Paul Boos – serves as the software maintenance lead for the Environmental Protection Agency’s Office of Pesticide Programs (OPP).

It was a very engaging panel discussion and they all brought some very unique perspectives to the conference.

I then saw Sanjiv Augustine present Agile Portfolio Management.  I think the best part of Sanjiv’s presentation was that it offered something for everyone.  You didn’t need to be a seasoned Agilist to enjoy it.  If you ever get a chance to see Sanjiv present, do it.

The last session I attended, Emerging IT Acquisition Processes Within DoD,  was by Don Johnson from the Department of Defense.  I would like to say Wow!  To see what is happening over at DoD is nothing short of remarkable.  The one question I get asked by people in the Federal Government is does Agile work in the Federal space.  Don proves that it can and that is does.

That’s about it.  It was a great event.  I look forward to the next.

If you get a chance, clear your calendars for October 14, 2011.  That’s the tentative date for the next Agile DC Conference.


AgileDC is a not-for-profit conference organized by Agile Philanthropy. Agile Philanthropy’s mission is to assist not-for-profits through fund raising and volunteerism. For more information visit AgilePhilanthropy.org or contact Bob Payne 202-903-6854.

Conference not-for-profit beneficiaries:

Mano a Mano International provides critical healthcare and infrastructure development in Bolivia.

Haiti Partners provides education and educational support in Haiti. Since the recent earthquake they have been serving their communities with earthquake relief and humanitarian services.
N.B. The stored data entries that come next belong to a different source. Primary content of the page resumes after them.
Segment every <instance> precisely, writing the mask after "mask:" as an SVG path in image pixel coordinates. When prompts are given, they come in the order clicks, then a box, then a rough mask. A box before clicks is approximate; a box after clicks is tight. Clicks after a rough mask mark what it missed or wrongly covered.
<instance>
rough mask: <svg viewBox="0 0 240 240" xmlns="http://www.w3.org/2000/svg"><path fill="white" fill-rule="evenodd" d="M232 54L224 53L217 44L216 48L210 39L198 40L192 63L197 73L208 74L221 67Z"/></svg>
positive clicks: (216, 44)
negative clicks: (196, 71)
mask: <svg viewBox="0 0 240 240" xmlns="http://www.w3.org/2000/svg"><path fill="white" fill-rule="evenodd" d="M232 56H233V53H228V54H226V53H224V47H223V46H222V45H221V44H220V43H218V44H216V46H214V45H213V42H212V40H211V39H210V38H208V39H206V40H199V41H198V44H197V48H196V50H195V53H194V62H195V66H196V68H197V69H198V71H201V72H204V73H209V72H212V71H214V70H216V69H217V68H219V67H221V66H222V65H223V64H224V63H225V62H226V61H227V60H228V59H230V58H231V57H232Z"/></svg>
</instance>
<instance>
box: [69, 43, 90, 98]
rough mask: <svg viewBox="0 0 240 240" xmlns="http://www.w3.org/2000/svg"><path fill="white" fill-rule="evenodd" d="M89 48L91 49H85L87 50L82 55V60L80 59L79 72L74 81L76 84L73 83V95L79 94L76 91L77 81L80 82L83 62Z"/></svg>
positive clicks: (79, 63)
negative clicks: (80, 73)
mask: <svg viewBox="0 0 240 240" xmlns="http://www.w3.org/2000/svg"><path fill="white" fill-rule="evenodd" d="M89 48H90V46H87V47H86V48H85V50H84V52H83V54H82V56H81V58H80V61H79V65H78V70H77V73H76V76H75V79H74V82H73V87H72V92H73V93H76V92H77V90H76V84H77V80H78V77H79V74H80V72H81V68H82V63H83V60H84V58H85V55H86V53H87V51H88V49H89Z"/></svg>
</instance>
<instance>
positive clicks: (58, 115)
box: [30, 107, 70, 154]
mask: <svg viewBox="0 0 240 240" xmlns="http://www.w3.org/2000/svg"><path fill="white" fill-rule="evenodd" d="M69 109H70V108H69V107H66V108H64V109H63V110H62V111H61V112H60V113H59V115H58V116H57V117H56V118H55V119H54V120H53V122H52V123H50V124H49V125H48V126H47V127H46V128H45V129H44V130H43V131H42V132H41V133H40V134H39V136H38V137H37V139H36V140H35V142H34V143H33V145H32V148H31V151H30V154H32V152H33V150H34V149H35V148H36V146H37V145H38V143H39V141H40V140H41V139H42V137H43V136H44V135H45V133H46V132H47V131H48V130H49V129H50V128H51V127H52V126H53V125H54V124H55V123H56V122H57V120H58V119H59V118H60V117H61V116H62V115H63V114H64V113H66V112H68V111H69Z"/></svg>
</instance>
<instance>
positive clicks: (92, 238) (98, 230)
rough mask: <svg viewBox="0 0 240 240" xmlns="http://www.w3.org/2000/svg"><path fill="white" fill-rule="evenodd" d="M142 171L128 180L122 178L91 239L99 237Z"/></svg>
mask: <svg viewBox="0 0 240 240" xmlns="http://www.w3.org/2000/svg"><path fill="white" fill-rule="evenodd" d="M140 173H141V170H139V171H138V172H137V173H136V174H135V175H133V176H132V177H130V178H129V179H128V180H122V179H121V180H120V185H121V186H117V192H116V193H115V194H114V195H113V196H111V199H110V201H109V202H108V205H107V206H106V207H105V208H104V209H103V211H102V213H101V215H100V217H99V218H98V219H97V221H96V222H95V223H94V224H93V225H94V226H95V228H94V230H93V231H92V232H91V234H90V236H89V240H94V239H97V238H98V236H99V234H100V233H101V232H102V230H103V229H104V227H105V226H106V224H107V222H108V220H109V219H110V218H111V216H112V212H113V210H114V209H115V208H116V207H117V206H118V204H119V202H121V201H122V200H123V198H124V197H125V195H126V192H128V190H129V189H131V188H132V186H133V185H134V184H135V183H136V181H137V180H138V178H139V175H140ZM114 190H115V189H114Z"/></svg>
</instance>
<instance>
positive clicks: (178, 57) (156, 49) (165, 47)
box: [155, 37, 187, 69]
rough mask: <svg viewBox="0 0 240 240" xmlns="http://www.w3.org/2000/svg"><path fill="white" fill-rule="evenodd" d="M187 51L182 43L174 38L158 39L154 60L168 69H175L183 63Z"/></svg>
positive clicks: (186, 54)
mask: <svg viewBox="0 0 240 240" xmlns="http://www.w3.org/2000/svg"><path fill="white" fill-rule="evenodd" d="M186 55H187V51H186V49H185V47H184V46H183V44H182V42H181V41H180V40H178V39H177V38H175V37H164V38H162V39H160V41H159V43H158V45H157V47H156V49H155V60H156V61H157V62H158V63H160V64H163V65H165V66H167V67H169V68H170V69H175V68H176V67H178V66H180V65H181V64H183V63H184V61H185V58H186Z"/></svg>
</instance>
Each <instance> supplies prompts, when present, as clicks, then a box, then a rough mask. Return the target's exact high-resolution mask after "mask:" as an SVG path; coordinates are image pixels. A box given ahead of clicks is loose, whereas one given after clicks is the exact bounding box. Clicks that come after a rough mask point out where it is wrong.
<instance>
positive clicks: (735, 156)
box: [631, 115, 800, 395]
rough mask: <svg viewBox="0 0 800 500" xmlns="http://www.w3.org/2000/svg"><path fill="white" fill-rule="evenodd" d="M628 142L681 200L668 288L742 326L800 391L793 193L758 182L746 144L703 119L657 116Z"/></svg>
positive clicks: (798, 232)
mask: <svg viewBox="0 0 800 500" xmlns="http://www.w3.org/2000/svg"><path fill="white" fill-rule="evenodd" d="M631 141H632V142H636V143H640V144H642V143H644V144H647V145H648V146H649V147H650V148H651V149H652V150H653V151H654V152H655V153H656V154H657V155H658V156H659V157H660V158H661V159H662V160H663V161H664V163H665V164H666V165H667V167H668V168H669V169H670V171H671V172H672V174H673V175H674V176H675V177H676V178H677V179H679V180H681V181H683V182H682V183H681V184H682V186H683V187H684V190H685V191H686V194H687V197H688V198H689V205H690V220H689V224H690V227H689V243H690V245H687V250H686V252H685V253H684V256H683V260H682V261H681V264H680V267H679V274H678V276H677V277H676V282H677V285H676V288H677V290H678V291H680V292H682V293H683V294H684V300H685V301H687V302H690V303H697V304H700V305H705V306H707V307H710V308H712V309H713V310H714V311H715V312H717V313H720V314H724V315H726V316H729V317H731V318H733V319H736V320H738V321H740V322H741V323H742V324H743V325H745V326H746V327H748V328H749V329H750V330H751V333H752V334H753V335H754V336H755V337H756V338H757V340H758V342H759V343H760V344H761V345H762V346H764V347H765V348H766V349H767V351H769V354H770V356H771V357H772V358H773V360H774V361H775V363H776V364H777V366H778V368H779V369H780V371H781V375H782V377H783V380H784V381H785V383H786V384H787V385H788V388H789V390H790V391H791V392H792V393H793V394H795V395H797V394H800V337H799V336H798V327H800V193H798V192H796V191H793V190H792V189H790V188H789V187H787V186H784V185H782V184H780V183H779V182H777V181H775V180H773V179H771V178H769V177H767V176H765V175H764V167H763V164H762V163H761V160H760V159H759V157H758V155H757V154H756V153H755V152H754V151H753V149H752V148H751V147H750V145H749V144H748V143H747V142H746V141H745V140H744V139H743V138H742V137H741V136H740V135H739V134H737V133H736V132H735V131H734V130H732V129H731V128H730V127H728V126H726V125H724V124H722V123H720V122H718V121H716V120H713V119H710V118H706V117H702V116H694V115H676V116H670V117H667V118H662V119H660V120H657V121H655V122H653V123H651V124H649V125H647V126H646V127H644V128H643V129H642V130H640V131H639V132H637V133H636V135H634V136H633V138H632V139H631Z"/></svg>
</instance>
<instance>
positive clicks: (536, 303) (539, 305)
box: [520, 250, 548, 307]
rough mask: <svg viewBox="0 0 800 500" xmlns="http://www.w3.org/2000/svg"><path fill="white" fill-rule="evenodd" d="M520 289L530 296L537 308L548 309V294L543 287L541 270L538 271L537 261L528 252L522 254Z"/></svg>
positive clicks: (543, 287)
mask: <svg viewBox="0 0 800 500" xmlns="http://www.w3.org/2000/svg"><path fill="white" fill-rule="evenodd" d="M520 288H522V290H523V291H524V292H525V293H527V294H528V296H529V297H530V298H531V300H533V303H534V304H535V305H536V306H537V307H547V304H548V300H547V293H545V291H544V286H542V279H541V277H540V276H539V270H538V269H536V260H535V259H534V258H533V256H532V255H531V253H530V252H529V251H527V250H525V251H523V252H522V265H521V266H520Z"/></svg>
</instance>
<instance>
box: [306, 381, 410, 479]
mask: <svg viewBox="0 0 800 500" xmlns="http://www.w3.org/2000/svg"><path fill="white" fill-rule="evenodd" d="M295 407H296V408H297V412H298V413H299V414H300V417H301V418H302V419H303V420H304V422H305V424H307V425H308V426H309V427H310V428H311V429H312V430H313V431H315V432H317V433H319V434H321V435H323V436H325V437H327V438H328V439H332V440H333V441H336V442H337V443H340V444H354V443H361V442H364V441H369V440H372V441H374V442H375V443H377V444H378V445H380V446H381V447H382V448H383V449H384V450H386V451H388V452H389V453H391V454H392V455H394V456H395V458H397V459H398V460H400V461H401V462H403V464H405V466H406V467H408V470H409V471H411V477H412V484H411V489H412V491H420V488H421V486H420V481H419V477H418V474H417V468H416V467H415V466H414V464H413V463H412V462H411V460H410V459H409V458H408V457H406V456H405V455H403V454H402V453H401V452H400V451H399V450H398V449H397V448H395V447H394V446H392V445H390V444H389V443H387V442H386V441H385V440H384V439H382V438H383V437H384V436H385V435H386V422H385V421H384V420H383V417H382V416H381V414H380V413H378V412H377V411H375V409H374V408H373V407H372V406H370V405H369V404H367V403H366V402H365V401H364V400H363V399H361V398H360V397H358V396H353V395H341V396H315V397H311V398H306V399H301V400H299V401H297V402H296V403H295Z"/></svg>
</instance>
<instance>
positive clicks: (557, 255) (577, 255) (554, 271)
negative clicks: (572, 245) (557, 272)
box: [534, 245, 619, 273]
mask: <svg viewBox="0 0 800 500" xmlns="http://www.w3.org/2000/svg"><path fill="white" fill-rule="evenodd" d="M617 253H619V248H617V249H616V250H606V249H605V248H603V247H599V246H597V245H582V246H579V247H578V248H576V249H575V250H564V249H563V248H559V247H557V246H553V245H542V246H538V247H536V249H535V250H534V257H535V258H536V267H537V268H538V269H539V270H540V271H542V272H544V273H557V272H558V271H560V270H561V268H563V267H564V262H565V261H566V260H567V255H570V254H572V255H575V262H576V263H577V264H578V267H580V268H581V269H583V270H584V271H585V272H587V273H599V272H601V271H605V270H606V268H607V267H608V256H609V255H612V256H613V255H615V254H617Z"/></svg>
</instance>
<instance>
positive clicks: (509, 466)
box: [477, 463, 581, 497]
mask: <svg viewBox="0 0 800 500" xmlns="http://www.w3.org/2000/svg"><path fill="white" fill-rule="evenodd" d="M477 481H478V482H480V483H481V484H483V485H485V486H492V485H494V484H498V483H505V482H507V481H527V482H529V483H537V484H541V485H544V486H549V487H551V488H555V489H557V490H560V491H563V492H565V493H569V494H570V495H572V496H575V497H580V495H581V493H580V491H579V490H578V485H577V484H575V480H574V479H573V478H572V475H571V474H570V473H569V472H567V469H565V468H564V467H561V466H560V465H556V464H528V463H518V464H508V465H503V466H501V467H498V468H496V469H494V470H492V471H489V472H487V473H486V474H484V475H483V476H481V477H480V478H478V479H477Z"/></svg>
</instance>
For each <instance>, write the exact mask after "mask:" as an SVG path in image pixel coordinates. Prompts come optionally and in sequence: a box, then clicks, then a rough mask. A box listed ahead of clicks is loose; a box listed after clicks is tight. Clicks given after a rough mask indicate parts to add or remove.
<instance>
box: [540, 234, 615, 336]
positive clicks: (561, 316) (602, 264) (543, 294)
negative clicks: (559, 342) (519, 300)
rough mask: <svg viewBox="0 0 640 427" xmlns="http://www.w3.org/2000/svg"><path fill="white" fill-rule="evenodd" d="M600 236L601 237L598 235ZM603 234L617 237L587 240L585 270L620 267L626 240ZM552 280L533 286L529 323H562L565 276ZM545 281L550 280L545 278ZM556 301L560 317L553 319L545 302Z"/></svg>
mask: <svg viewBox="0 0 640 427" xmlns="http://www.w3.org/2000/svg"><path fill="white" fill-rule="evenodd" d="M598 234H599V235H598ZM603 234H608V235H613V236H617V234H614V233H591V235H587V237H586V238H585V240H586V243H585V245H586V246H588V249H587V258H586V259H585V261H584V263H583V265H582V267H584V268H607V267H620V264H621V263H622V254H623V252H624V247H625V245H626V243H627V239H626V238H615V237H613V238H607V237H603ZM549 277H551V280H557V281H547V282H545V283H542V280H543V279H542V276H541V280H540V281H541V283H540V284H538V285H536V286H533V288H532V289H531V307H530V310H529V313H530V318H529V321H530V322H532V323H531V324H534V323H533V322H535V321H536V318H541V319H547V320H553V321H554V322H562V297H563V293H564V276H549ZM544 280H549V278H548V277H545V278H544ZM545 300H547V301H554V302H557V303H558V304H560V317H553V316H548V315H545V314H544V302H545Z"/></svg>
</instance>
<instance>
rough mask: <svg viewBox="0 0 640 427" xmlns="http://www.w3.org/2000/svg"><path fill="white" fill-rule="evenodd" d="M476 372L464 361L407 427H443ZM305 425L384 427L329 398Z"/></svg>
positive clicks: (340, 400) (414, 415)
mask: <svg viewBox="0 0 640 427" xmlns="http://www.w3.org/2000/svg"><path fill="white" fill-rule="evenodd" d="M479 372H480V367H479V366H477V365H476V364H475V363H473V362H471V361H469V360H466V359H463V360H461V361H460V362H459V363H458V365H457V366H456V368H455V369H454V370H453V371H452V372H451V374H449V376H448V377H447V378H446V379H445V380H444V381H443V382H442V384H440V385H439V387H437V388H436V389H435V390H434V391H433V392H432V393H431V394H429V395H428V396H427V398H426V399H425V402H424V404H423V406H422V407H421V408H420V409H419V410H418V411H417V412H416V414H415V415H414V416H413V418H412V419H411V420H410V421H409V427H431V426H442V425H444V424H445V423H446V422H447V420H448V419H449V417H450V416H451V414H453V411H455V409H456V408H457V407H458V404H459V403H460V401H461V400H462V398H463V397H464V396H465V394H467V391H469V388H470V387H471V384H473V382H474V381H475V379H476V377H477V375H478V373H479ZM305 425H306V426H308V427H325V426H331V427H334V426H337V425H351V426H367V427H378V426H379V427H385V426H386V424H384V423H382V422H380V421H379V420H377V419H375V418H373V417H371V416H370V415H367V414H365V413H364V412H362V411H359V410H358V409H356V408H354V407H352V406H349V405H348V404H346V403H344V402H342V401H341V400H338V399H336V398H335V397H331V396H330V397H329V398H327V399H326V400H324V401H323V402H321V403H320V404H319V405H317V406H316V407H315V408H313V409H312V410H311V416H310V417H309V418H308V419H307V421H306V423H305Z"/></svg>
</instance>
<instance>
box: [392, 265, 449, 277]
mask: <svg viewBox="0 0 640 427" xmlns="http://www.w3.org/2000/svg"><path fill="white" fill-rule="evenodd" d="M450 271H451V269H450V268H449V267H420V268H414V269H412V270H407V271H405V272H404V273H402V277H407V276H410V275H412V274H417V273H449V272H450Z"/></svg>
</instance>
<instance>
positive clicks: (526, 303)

FreshFarm Markets helps create farmers markets in the DC area and provides matching funds allowing WIC and Food Stamp recipients to buy nutritious local food. Their work sustains local agriculture, schools and local families.

3 Replies to “Agile DC 2010”

  1. Derek. Great post as usual. I am interested in talking to people who applied agile to system integration projects such as ERP, CRP, or other vendor packaged applications (COTS). Any one you recommend from AgileDC attendees. Just posted an interview with Jason Fair who is applying agile to SAP and I am looking for more case studies in this unexplored area. Thank you.

    1. Samad, thank you for the compliment. I would strongly recommend Sanjiv Augustine. Sanjiv is President of LitheSpeed and gave the keynote at Agile DC 2010. He really knows his stuff.